Businesses in California don’t have keep a running tally of paid time off or vacation hours accrued on worker paychecks or wage statements, according to a new state appeals court ruling.
In Soto v. Motel 6 Operating, L.P., plaintiff alleged employer violated California Labor Code section 226, subdivision (a), by not including the monetary amount of vacation pay/ PTO on employees’ wage statements. A three-judge panel for California’s Fourth Appellate District disagreed, affirming the lower court’s ruling in favor of the company after it was sued by a former worker in 2015.
Plaintiff worked for the hotel chain for almost three years, from 2012 to 2015. A few months after she left the company, she brought a representative Private Attorney General Act of 2004 (PAGA) action for a violation of the aforementioned statute.
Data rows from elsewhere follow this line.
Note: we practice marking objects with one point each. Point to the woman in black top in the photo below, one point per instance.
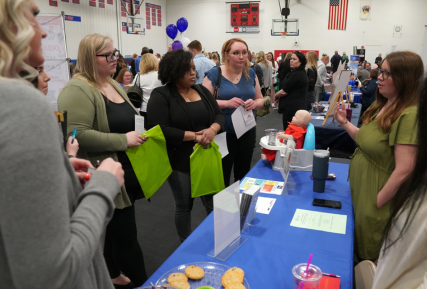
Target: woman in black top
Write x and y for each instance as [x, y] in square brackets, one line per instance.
[292, 96]
[284, 69]
[187, 113]
[311, 68]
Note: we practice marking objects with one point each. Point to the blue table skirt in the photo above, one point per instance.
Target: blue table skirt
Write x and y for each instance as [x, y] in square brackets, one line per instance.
[274, 247]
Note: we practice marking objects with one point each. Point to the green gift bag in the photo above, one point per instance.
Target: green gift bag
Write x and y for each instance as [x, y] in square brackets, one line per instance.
[150, 161]
[206, 171]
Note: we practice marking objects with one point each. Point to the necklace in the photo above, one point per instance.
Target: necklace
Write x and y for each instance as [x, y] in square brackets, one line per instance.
[184, 94]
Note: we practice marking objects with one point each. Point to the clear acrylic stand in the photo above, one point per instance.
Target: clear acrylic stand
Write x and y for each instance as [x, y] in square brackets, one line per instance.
[289, 186]
[227, 223]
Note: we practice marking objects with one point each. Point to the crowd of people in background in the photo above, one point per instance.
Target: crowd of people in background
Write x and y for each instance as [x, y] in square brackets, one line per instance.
[46, 214]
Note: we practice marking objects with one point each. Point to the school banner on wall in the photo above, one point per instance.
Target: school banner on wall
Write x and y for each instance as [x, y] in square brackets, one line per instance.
[153, 14]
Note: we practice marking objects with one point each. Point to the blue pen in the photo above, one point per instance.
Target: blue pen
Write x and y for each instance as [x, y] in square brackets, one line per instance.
[74, 135]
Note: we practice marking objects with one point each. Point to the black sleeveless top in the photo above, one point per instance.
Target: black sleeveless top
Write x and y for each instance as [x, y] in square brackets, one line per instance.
[121, 119]
[199, 114]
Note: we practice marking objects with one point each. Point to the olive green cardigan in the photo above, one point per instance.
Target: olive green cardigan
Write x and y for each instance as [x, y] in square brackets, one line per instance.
[86, 111]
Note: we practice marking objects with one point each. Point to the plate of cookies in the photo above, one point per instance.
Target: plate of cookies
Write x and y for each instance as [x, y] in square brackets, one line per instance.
[205, 275]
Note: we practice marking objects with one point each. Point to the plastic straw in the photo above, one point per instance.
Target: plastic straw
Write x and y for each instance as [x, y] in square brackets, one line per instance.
[306, 271]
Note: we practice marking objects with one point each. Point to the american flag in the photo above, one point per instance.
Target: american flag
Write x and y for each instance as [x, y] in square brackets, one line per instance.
[338, 14]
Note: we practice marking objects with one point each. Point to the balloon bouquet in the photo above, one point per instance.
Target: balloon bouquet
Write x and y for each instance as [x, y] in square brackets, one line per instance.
[172, 32]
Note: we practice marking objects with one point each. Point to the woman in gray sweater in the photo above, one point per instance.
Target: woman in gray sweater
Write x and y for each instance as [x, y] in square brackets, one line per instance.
[50, 229]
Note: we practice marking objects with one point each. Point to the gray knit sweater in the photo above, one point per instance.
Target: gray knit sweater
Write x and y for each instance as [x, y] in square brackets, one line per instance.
[50, 229]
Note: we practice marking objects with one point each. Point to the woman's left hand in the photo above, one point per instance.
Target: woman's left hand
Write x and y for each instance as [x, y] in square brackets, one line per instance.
[80, 167]
[250, 104]
[207, 136]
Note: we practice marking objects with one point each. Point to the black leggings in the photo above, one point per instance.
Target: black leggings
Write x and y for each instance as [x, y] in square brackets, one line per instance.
[122, 252]
[180, 184]
[240, 153]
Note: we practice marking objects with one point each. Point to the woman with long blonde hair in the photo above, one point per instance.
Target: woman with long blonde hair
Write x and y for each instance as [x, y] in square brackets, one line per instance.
[50, 227]
[284, 69]
[239, 87]
[387, 144]
[311, 68]
[105, 120]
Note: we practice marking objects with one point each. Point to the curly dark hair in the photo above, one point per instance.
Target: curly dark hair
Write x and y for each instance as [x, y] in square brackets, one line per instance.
[174, 65]
[302, 60]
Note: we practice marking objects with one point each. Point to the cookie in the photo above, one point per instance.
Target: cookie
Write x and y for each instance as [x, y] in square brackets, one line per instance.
[235, 286]
[194, 272]
[174, 277]
[180, 284]
[233, 275]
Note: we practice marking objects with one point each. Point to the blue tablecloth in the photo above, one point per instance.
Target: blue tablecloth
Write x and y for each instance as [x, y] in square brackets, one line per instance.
[275, 247]
[334, 137]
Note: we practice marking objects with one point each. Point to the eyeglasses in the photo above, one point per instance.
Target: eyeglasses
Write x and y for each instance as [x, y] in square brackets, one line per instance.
[386, 74]
[244, 53]
[110, 56]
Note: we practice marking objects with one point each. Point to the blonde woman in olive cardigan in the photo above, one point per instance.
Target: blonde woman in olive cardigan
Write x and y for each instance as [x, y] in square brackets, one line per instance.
[105, 120]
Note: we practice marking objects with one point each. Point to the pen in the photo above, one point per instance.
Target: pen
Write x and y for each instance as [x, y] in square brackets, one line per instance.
[331, 275]
[74, 135]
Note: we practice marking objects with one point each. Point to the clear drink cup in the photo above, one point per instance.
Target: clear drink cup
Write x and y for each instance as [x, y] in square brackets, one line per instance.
[311, 280]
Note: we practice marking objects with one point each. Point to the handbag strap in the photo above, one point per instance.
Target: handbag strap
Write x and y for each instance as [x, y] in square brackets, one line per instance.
[218, 83]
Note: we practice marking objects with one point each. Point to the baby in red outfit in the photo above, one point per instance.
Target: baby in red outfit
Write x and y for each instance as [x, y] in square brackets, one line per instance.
[296, 129]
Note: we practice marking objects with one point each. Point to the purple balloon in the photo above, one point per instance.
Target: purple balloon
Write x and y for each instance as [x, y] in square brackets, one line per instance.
[176, 45]
[171, 31]
[182, 24]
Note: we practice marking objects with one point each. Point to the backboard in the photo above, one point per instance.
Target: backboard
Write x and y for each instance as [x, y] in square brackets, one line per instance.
[285, 25]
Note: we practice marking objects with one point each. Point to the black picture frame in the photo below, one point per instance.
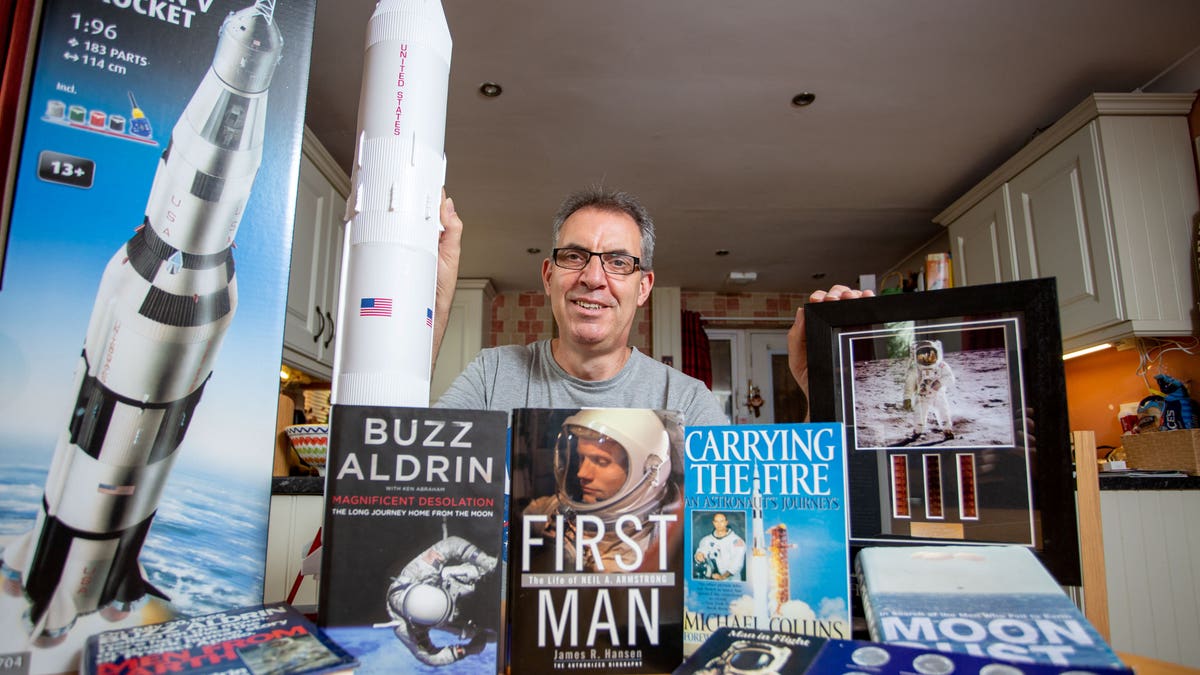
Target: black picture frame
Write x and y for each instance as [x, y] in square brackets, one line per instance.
[1001, 469]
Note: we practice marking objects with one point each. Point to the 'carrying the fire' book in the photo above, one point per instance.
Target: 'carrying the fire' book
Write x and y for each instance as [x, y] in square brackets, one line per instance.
[766, 530]
[595, 541]
[414, 520]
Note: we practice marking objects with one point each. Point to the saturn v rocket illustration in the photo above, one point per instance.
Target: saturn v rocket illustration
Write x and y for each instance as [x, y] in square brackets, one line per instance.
[760, 561]
[389, 266]
[165, 302]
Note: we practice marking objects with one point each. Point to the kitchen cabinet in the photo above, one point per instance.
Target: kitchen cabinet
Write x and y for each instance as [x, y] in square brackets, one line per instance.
[1102, 201]
[292, 531]
[982, 243]
[310, 324]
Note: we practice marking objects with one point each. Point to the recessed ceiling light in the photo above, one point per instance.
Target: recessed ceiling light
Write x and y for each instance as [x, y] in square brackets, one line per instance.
[804, 99]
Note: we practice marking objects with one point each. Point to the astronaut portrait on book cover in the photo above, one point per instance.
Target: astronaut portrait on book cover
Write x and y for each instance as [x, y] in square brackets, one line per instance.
[612, 469]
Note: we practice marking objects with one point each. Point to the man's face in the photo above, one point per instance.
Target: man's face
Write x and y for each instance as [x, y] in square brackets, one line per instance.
[603, 469]
[591, 306]
[720, 525]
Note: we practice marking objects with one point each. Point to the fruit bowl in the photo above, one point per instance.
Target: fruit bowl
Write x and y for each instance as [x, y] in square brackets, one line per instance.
[311, 443]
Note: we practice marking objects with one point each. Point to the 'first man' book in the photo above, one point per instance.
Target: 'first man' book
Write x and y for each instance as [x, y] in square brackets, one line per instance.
[414, 520]
[594, 583]
[766, 530]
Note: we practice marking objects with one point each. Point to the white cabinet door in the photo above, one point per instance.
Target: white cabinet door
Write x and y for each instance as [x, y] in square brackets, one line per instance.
[982, 243]
[1062, 230]
[316, 268]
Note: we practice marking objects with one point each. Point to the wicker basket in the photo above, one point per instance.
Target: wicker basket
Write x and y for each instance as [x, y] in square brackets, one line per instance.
[1164, 451]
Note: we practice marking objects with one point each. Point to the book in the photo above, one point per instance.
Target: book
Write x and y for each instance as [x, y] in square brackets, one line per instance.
[750, 650]
[595, 580]
[767, 530]
[994, 601]
[413, 535]
[271, 639]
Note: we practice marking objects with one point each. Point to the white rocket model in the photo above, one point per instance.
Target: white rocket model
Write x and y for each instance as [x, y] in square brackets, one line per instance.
[163, 305]
[389, 266]
[760, 560]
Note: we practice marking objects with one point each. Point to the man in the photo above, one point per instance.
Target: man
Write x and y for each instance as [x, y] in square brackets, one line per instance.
[720, 555]
[600, 270]
[612, 464]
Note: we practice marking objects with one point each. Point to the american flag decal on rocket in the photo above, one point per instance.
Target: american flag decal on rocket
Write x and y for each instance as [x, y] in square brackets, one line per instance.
[375, 306]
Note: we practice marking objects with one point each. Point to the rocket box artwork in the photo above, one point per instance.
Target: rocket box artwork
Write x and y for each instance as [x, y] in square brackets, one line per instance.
[767, 530]
[595, 553]
[411, 571]
[153, 139]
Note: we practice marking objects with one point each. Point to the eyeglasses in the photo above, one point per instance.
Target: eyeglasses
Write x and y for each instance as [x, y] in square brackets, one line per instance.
[612, 263]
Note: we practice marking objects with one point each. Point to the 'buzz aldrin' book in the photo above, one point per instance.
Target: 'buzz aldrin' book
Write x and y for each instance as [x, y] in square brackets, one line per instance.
[766, 530]
[595, 541]
[411, 572]
[994, 601]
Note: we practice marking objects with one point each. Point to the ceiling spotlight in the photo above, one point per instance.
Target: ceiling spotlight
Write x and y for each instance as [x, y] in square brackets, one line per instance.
[804, 99]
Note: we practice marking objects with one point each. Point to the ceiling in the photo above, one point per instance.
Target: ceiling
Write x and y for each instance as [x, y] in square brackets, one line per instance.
[687, 103]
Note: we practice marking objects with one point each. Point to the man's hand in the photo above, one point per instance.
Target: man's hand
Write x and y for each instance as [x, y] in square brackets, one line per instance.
[797, 340]
[449, 251]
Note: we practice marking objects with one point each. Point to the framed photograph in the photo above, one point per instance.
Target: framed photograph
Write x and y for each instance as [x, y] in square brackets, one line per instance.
[955, 411]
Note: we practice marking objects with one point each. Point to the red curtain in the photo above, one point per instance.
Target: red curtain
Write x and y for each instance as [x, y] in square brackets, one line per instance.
[696, 359]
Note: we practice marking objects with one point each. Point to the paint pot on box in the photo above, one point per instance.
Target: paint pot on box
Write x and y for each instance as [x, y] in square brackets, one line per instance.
[937, 272]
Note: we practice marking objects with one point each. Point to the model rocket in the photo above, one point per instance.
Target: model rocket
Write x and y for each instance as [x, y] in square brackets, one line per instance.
[165, 303]
[390, 257]
[760, 561]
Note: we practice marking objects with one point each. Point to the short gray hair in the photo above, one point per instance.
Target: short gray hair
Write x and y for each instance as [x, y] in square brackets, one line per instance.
[610, 201]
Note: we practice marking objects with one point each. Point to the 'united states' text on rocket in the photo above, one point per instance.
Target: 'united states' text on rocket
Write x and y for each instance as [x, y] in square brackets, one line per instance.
[389, 266]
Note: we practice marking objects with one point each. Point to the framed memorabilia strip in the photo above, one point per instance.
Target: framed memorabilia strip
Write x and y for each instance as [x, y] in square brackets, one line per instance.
[955, 412]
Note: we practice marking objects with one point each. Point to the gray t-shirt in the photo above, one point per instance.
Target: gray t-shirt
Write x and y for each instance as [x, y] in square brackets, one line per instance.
[528, 377]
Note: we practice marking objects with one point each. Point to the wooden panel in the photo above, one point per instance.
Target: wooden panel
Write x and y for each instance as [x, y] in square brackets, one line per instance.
[1091, 537]
[292, 527]
[1149, 167]
[1152, 553]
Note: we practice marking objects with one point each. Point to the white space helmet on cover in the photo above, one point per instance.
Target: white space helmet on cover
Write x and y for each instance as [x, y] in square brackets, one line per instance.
[612, 461]
[927, 352]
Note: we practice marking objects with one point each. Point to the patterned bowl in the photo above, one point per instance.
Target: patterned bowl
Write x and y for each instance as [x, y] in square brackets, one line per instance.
[311, 442]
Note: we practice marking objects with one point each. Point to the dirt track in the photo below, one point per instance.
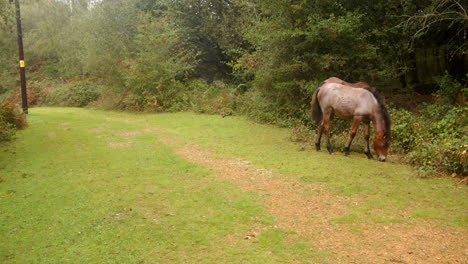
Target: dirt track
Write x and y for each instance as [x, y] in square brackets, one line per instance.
[308, 211]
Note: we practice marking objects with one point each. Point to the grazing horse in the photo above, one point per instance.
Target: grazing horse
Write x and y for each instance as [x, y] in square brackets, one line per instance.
[358, 102]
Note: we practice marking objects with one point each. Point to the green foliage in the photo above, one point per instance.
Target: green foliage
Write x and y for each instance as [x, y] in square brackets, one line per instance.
[451, 90]
[435, 139]
[12, 118]
[161, 62]
[75, 94]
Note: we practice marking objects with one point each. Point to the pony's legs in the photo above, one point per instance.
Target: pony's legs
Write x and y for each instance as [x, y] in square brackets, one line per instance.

The law says, in part, that every employer shall on a semimonthly basis at the time of payment of wages give each employee an accurate, itemized statement that shows in writing:
- Gross wages earned;
- Total hours worked (except those based on salary who are exempt from overtime);
- Number of piece-rate units earned;
- All deductions;
- Net wages earned;
- Inclusive dates of the period for which employee is paid;
- The name of employee and last four digits of his/her social security number with wage statements that set forth “all vacation and PTO wages accrued during the applicable pay period.”